Worlds Adrift inventory viewer is a tool which could parse JSON files and display them in a visual format to show a player or container’s inventory and information. The information itself could be taken directly from the SpatialOS inspector, meaning customer support agents with little programming knowledge were able to utilise the tool to see what a player currently had. Additionally, the tool would flag up any duplicated schematics, even if they were found in another container in the same folder. This meant that a CS agent would be able to construct a folder structure consisting of a ships containers for example, and still find duplicated schematics even if they had been split across a number of containers.
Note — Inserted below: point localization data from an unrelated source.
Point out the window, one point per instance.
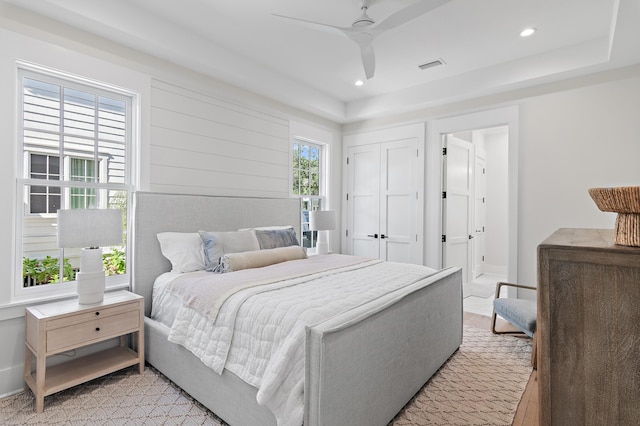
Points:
(75, 139)
(307, 173)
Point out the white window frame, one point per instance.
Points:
(20, 293)
(322, 184)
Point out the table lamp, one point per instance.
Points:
(323, 221)
(90, 229)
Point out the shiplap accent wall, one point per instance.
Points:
(207, 145)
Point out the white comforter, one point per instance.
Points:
(258, 333)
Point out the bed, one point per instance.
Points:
(360, 367)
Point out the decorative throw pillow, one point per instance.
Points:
(184, 250)
(217, 244)
(257, 259)
(273, 238)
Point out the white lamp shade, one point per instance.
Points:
(78, 228)
(323, 220)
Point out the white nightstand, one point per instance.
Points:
(57, 327)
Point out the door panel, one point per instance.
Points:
(457, 180)
(398, 214)
(382, 200)
(364, 200)
(480, 209)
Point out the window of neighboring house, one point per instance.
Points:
(75, 138)
(307, 184)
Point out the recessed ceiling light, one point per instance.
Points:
(527, 32)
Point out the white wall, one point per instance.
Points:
(220, 159)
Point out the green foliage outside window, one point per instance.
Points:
(45, 271)
(306, 169)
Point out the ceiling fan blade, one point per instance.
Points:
(365, 41)
(407, 14)
(314, 23)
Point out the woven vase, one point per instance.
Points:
(625, 201)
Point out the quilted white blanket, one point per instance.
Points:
(258, 332)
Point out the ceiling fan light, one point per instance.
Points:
(527, 32)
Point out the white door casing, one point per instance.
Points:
(457, 204)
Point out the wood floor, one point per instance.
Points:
(527, 412)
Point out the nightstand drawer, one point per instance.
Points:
(94, 330)
(97, 313)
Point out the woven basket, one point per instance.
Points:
(625, 201)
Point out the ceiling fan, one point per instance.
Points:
(364, 29)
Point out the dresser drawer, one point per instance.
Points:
(92, 328)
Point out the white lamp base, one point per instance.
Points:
(322, 246)
(91, 277)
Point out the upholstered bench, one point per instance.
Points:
(521, 313)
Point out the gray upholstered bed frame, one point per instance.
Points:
(361, 367)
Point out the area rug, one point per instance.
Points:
(482, 290)
(481, 384)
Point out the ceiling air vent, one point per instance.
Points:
(431, 64)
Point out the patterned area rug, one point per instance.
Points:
(481, 384)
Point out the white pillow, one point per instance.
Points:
(217, 244)
(184, 250)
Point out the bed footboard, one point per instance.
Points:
(363, 372)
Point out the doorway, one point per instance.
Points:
(475, 211)
(493, 137)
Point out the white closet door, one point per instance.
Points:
(457, 204)
(398, 201)
(363, 217)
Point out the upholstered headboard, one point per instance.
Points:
(155, 212)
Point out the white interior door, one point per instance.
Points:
(480, 209)
(398, 199)
(458, 187)
(363, 212)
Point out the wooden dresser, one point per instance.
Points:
(588, 329)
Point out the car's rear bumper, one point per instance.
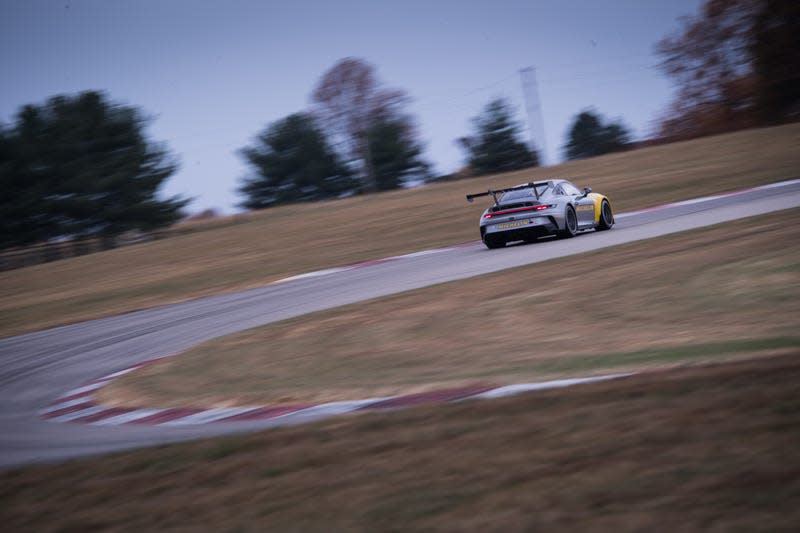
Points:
(521, 229)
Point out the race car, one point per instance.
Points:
(532, 210)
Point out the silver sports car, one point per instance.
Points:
(532, 210)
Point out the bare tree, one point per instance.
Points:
(349, 100)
This was then utilised to penalise players who had been performing exploits to duplicate items in-game.

Below is an example of a shipping container. The UI is designed to appear similar to the in-game version, displaying items of the correct size, position and rotation in the grid-based inventory. However, not every item was textured, so things like clothes were simply shown as a generic clothing item.
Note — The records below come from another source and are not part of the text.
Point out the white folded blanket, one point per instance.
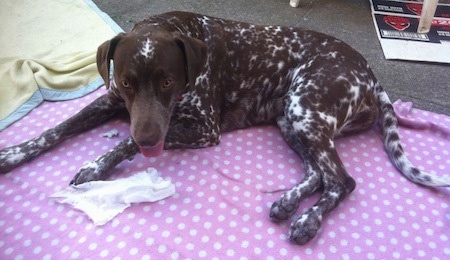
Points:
(103, 200)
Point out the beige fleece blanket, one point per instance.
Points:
(47, 52)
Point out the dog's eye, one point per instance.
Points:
(125, 84)
(167, 83)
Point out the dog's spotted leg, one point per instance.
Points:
(287, 205)
(94, 114)
(336, 182)
(100, 168)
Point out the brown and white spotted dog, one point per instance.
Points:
(186, 78)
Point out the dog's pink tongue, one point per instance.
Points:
(153, 151)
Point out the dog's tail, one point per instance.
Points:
(394, 148)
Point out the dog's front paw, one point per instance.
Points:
(92, 171)
(305, 227)
(12, 157)
(284, 208)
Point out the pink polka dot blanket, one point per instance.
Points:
(223, 196)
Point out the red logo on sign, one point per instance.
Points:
(415, 8)
(397, 22)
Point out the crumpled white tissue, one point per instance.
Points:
(103, 200)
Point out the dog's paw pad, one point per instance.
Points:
(11, 158)
(283, 208)
(89, 172)
(304, 228)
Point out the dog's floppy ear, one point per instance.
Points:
(105, 54)
(195, 52)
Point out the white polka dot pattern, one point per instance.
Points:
(223, 198)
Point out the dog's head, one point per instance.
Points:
(150, 72)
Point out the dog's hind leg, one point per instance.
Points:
(287, 205)
(92, 115)
(323, 169)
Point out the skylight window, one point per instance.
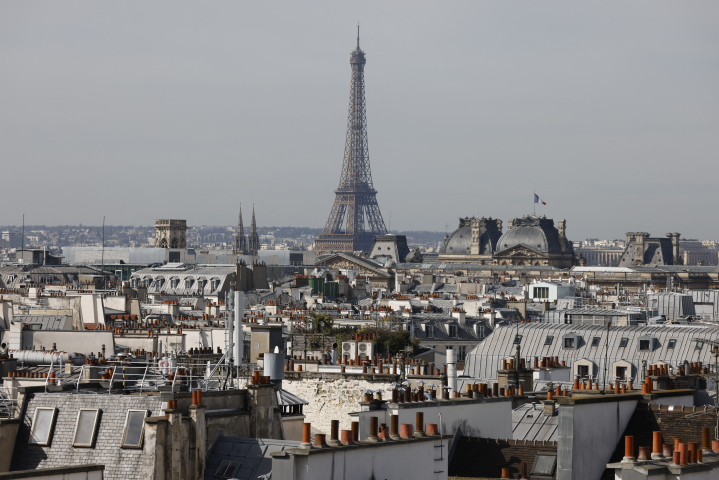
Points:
(41, 429)
(227, 469)
(544, 464)
(85, 427)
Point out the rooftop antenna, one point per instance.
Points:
(104, 285)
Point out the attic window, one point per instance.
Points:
(227, 469)
(429, 331)
(134, 427)
(544, 464)
(85, 427)
(42, 426)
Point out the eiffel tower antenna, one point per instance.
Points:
(355, 197)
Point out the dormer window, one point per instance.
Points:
(646, 343)
(570, 341)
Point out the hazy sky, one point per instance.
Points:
(140, 110)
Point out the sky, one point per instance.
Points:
(139, 110)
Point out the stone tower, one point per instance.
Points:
(253, 241)
(170, 233)
(240, 247)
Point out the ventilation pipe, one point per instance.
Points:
(452, 369)
(239, 337)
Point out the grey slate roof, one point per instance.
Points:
(252, 455)
(484, 360)
(530, 423)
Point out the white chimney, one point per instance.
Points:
(452, 369)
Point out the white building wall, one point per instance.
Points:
(414, 460)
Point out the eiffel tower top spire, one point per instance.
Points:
(356, 198)
(240, 246)
(253, 241)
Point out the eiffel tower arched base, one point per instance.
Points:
(339, 242)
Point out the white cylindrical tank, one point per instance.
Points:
(274, 367)
(45, 357)
(452, 369)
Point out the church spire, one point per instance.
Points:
(253, 241)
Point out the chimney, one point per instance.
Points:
(562, 234)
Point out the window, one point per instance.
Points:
(134, 428)
(544, 464)
(541, 292)
(429, 331)
(42, 426)
(85, 427)
(462, 353)
(227, 469)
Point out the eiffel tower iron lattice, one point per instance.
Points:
(355, 198)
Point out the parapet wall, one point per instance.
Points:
(333, 396)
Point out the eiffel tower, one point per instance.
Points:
(355, 198)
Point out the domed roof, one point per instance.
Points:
(536, 233)
(460, 242)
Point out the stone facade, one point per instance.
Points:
(170, 233)
(333, 396)
(119, 463)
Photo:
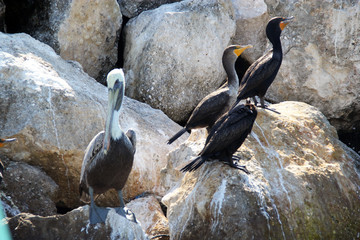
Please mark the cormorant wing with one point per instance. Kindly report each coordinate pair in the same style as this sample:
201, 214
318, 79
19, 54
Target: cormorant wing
261, 70
229, 129
209, 107
132, 137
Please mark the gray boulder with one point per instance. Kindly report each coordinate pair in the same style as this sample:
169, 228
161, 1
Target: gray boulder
132, 8
321, 65
28, 189
173, 54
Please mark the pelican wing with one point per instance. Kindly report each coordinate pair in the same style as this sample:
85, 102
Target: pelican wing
91, 151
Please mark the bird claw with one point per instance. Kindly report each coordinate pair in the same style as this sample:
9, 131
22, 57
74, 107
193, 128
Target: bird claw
98, 214
126, 213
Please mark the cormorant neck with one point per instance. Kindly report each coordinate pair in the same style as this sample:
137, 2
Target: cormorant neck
233, 79
277, 48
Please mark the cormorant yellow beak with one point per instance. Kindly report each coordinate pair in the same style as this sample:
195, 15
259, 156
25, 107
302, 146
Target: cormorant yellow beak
240, 49
285, 22
3, 141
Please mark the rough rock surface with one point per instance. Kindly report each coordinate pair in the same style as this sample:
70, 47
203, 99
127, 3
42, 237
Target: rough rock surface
74, 225
251, 19
148, 211
80, 30
321, 66
2, 16
132, 8
303, 184
28, 189
90, 35
175, 51
55, 109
The four engine schematics in the bottom-right corner have red borders, indicating the UUID for this engine has been found elsewhere. In this case, all four engines are the same and the duplicated schematics are all in the same container.
Next, we can view a specific player’s inventory:

To clarify, the data is simulated; I don’t cheat in games! 🙂

Here we can see the user Fureniku has a few relatively normal items in their inventory, but one engine schematic is again flagged in red. Hovering over it gives us a tooltip with information about why it has been highlighted (shown below). We can also see a lot of player-specific information regarding general progression. If a player had an exceptionally high lifetime knowledge score, for example, this could also be considered suspicious (as a player could consume a schematic for knowledge points). On a more positive side, this UI also shows us the player’s current shipyard card. In some cases, players would accidentally become locked out of a shipyard, and this lets the customer support reps easily find the number to pass back to the player.

Information on where else this duped schematic was seen

Overall its a shame this tool was needed, but duplicating items had become a problem later in the game’s lifecycle and this was an easy way to provide irrefutable evidence of a player cheating. The community was receptive of the fact these cheating players could then be banned, improving player integrity in the game and allowing those playing legitimately to have a more enjoyable experience.